So, here’s my quick roundup of the wonderful Authenticate 2024 conference that recently concluded in Carlsbad, CA.
Notable Sessions:
- Four Components of Modern Identity: There were some truly amazing presentations at Authenticate 2024. The first one that comes to mind is this one from Ian Glazer, where he made a compelling case for “Policy, Orchestration, Execution and Data” to be considered as the pillars of modern identity. He also showed how augmentation instead of replacement can quickly upgrade your identity security posture. He has covered this second part in his recent blog post too. The slide content, precision of delivery and perfect timing of his presentation was next level.
- CISA’s Perspective on Cloud Security: Grant Dasher of CISA (which he stressed was pronounced like “Ciza” and not “Ceessa”) made an excellent case about how automobiles are much safer in the US (falling, and low death rates despite huge increases in people and miles), whereas cybersecurity breaches keep getting worse. He described how a lack of investigative inquiry into prominent hacks (unlike, say, the collapse of the deep water submersible), and indifference to significant cyber attacks remains a problem. He outlined concrete steps that individuals and organizations can take to make cloud services more secure.
- Authentication Events, not Factors!: Microsoft’s Pam Dingle and Beyond Identity’s Dean Saxe, both renowned contributors and speakers in the identity standards space offered an enlightening perspective on the industry’s obsession with “authentication factors” (without actually precisely defining the terms).

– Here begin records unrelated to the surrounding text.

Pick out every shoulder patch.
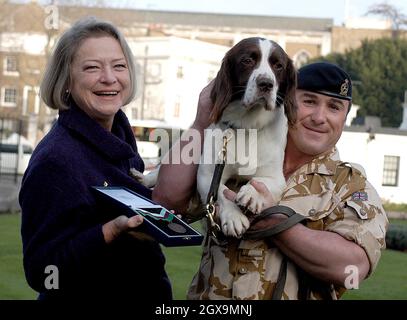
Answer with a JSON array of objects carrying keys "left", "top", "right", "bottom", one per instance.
[{"left": 352, "top": 191, "right": 369, "bottom": 201}]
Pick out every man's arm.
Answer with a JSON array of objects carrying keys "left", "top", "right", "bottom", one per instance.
[
  {"left": 273, "top": 224, "right": 370, "bottom": 286},
  {"left": 224, "top": 181, "right": 370, "bottom": 286},
  {"left": 152, "top": 81, "right": 213, "bottom": 213}
]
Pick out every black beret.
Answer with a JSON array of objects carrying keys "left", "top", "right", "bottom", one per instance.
[{"left": 297, "top": 62, "right": 352, "bottom": 101}]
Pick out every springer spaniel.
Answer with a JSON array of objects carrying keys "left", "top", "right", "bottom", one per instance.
[{"left": 197, "top": 37, "right": 296, "bottom": 237}]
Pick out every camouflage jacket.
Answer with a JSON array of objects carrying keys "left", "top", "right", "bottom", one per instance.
[{"left": 187, "top": 149, "right": 388, "bottom": 299}]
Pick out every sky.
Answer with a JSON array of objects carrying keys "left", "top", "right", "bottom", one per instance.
[{"left": 128, "top": 0, "right": 407, "bottom": 25}]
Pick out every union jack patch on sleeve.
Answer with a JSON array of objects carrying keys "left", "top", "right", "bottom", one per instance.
[{"left": 352, "top": 191, "right": 367, "bottom": 201}]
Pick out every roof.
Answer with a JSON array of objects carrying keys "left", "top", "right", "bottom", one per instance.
[
  {"left": 59, "top": 6, "right": 333, "bottom": 32},
  {"left": 344, "top": 126, "right": 407, "bottom": 136}
]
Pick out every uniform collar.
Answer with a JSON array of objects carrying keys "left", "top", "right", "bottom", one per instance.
[
  {"left": 297, "top": 147, "right": 340, "bottom": 176},
  {"left": 58, "top": 104, "right": 137, "bottom": 160}
]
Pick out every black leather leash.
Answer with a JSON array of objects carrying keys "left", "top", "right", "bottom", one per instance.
[
  {"left": 206, "top": 130, "right": 305, "bottom": 300},
  {"left": 244, "top": 206, "right": 305, "bottom": 240},
  {"left": 244, "top": 206, "right": 305, "bottom": 300},
  {"left": 206, "top": 135, "right": 230, "bottom": 238}
]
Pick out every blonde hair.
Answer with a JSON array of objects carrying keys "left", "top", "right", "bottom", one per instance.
[{"left": 40, "top": 17, "right": 136, "bottom": 110}]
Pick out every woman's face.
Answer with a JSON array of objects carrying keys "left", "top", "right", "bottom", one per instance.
[{"left": 70, "top": 36, "right": 130, "bottom": 131}]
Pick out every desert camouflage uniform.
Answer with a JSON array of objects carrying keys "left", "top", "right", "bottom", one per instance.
[{"left": 188, "top": 149, "right": 388, "bottom": 299}]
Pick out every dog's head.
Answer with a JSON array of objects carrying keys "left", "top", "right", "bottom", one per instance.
[{"left": 211, "top": 37, "right": 297, "bottom": 125}]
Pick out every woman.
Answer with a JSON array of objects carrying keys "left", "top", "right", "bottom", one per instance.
[{"left": 20, "top": 18, "right": 172, "bottom": 301}]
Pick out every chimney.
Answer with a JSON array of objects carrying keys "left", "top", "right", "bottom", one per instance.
[{"left": 399, "top": 90, "right": 407, "bottom": 130}]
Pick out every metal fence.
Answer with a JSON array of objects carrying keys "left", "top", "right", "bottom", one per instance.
[{"left": 0, "top": 117, "right": 32, "bottom": 182}]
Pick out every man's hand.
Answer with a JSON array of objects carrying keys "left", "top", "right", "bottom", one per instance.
[
  {"left": 102, "top": 215, "right": 143, "bottom": 243},
  {"left": 192, "top": 79, "right": 215, "bottom": 130}
]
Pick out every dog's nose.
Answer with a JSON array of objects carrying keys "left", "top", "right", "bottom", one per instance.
[{"left": 256, "top": 77, "right": 274, "bottom": 93}]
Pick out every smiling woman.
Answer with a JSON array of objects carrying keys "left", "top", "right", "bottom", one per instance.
[
  {"left": 19, "top": 18, "right": 172, "bottom": 301},
  {"left": 68, "top": 37, "right": 130, "bottom": 131}
]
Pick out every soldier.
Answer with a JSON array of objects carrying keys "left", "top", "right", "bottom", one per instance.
[{"left": 157, "top": 63, "right": 388, "bottom": 299}]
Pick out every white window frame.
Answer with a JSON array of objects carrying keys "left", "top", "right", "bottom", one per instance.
[
  {"left": 382, "top": 155, "right": 400, "bottom": 187},
  {"left": 0, "top": 87, "right": 18, "bottom": 108},
  {"left": 3, "top": 56, "right": 20, "bottom": 77}
]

In the presentation they described 7 properties of credentials, such as their boundary, enrollment, recovery, etc. They are in the process of drafting open specifications regarding all this and are looking for collaborators.

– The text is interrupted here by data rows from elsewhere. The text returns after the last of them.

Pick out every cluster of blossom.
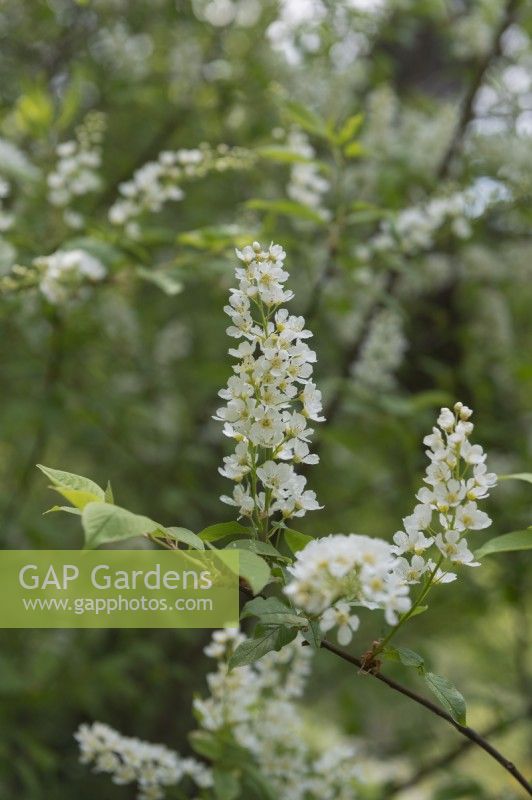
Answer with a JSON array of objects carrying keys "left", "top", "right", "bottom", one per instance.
[
  {"left": 286, "top": 129, "right": 331, "bottom": 220},
  {"left": 75, "top": 629, "right": 400, "bottom": 800},
  {"left": 109, "top": 144, "right": 252, "bottom": 238},
  {"left": 285, "top": 533, "right": 411, "bottom": 644},
  {"left": 285, "top": 403, "right": 497, "bottom": 644},
  {"left": 215, "top": 242, "right": 324, "bottom": 528},
  {"left": 194, "top": 630, "right": 370, "bottom": 800},
  {"left": 90, "top": 20, "right": 153, "bottom": 81},
  {"left": 74, "top": 722, "right": 213, "bottom": 800},
  {"left": 351, "top": 308, "right": 408, "bottom": 392},
  {"left": 47, "top": 111, "right": 105, "bottom": 227},
  {"left": 33, "top": 249, "right": 107, "bottom": 305},
  {"left": 0, "top": 175, "right": 14, "bottom": 234},
  {"left": 393, "top": 403, "right": 497, "bottom": 583},
  {"left": 356, "top": 178, "right": 510, "bottom": 262}
]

- GM’s Perspective: Andrew Cameron, a well respected identity thought leader, presented the case for building confidence in identity security. Andrew introduced the “Identity First Security Model” which relies on three aspects: Context, Consistency, and Continuous, and how this model can lead to zero trust success. Andrew also provided an amazing explanation of ITDR in his talk.

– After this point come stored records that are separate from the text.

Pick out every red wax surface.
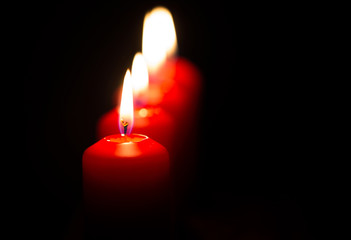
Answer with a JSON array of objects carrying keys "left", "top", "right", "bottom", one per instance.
[
  {"left": 150, "top": 58, "right": 202, "bottom": 116},
  {"left": 97, "top": 107, "right": 175, "bottom": 151},
  {"left": 82, "top": 134, "right": 170, "bottom": 237}
]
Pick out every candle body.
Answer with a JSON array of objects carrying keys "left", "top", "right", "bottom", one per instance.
[
  {"left": 150, "top": 58, "right": 202, "bottom": 199},
  {"left": 82, "top": 134, "right": 169, "bottom": 239}
]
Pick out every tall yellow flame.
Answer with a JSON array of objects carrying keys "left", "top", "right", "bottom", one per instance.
[
  {"left": 118, "top": 69, "right": 134, "bottom": 135},
  {"left": 132, "top": 52, "right": 149, "bottom": 105},
  {"left": 142, "top": 7, "right": 178, "bottom": 72}
]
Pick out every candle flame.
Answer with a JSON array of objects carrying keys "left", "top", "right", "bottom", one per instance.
[
  {"left": 118, "top": 69, "right": 134, "bottom": 135},
  {"left": 132, "top": 52, "right": 149, "bottom": 106},
  {"left": 142, "top": 7, "right": 178, "bottom": 72}
]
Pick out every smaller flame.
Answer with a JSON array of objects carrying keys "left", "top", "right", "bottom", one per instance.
[
  {"left": 142, "top": 7, "right": 178, "bottom": 72},
  {"left": 132, "top": 52, "right": 149, "bottom": 107},
  {"left": 118, "top": 69, "right": 134, "bottom": 135}
]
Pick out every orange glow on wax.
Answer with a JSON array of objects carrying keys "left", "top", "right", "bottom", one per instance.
[
  {"left": 118, "top": 69, "right": 134, "bottom": 135},
  {"left": 142, "top": 7, "right": 178, "bottom": 72},
  {"left": 132, "top": 52, "right": 149, "bottom": 107}
]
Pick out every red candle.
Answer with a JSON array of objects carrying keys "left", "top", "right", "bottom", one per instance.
[
  {"left": 142, "top": 7, "right": 202, "bottom": 197},
  {"left": 82, "top": 70, "right": 170, "bottom": 239}
]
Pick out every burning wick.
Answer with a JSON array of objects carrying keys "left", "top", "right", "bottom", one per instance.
[{"left": 121, "top": 119, "right": 128, "bottom": 135}]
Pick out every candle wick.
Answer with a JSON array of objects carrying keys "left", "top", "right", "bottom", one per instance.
[{"left": 121, "top": 119, "right": 129, "bottom": 135}]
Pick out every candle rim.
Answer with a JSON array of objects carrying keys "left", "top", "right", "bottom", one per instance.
[{"left": 103, "top": 133, "right": 149, "bottom": 144}]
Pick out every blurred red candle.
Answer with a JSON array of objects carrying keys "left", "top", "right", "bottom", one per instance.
[
  {"left": 142, "top": 7, "right": 202, "bottom": 195},
  {"left": 82, "top": 70, "right": 170, "bottom": 239}
]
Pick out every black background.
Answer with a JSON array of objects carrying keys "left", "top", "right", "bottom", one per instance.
[{"left": 18, "top": 1, "right": 328, "bottom": 239}]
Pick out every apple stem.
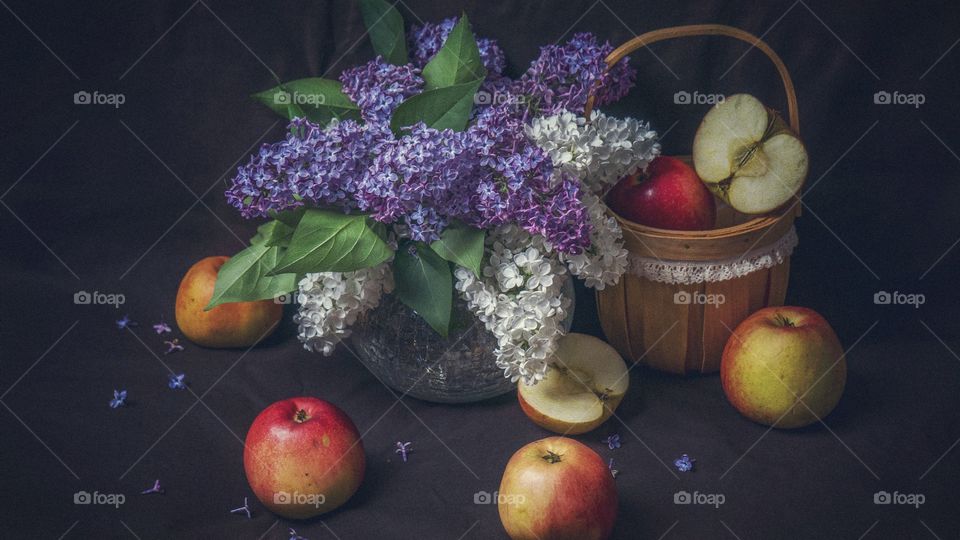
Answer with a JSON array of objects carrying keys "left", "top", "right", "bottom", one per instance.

- AuthZEN: I presented in a total of four sessions, three of which were related to the OpenID AuthZEN working group! This is a relatively new working group in the OpenID Foundation, which is focused on authorization. Authorization is a complex space, but people mostly agree on the NIST architecture which introduces the terms “Policy Enforcement Point” (PEP), “Policy Decision Point” (PDP), “Policy Information Point” (PIP), and “Policy Administration Point” (PAP). The part of authorization that deals with the communication between the PEP and the PDP can be standardized without having to take a position on how to determine access. This is something that we at SGNL identified early, and proposed as an initial draft to the AuthZEN working group. Through the vigorous efforts of the co-chairs and members of the AuthZEN working group, a much refined version of this draft is now under consideration as an implementer’s draft, and a follow on spec was already interoperability tested in the Authenticate 2024 conference!
Preventing Catastrophe when Authentication Fails
This was the topic of my solo session, which focused on how “zero standing privilege” is the right strategy to prevent identity breaches from being effective. Identity breaches constitute the vast majority of cyber breaches now. The discussion obviously led to CAEP and Shared Signals, but what I proposed (and believe in), is embodied entirely in the SGNL product.
Other Conversations
Much of the excitement about conferences is in the discussions in the hallways and over meals. This one stood out: At a dinner with bankers and fellow technologists, the conversation turned rather dramatically to the future of the CISO role. On the one hand, the role is made harder by recent regulations that could put the CISO in jail, and on the other hand since they do not have sufficient visibility or influence at the board level. And their budgets are getting squeezed in favor of shiny new toys like AI. Add to this misery the reality that companies that suffered major cyber breaches haven’t really suffered in terms of their stock price. The popular perspective at the table was that the CISO role is probably going to get eliminated. But I hold the counter position that CISOs are going to become more prominent as we wake up to repeated attacks and bring in more forceful regulation that makes companies act. To bring in Grant Dasher’s analogy - automobiles are now safer because the NHTSA requires safety in every automobile and although I’m fearful of overregulation, we might need something like this in cyber security.